Soutien aux policiers en colère

Publié le 3 Novembre 2016

Soutien aux policiersPartout en France, se multiplient, depuis plusieurs jours, des manifestations et des rassemblements de policiers en colère. Ce ras-le-bol est légitime.

Depuis plusieurs mois, tous les avertisseurs sont au rouge. Jusqu’au plus haut niveau de la hiérarchie, policiers et gendarmes avertissent de la lassitude et de la colère qui montent.

Présent à plusieurs manifestations des policiers, je veux redire tout mon soutien et mon res­pect aux forces de l’ordre qui sont, tous les jours, en première ligne pour défendre notre sécurité et nos libertés.

Policiers, gendarmes et militaires engagés sur le territoire national doivent savoir que les Français et les responsables politiques les soutiennent.

Le manque d’écoute constaté depuis plusieurs années et la baisse des moyens alloués sont en totale contradiction avec les objectifs affichés de lutte contre l’insécurité et le terrorisme islamiste.

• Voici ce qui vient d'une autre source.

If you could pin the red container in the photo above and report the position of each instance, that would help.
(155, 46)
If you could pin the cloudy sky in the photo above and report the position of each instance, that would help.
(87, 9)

Pire encore, c’est le manque de cohérence dans la chaîne pénale qui provoque aujourd’hui ce sentiment d’abandon et de découragement des fonctionnaires de police et des gendarmes.

Multirécidivistes, les délinquants et criminels franchissent progressivement tous les stades de la violence, sans être vraiment condamnés ni incarcérés, bénéficiant systématiquement de remises de peine qui les remettent en liberté.

Huit mois avant l’élection présidentielle – car sentant la tension augmenter –, le gouvernement annonce en catastrophe un grand plan de création de places de prison, alors qu’il avait interrompu l’action énergique de Nicolas Sarkozy pour faire en sorte de régler la situation des 100 000 peines toujours en attente d’exécution.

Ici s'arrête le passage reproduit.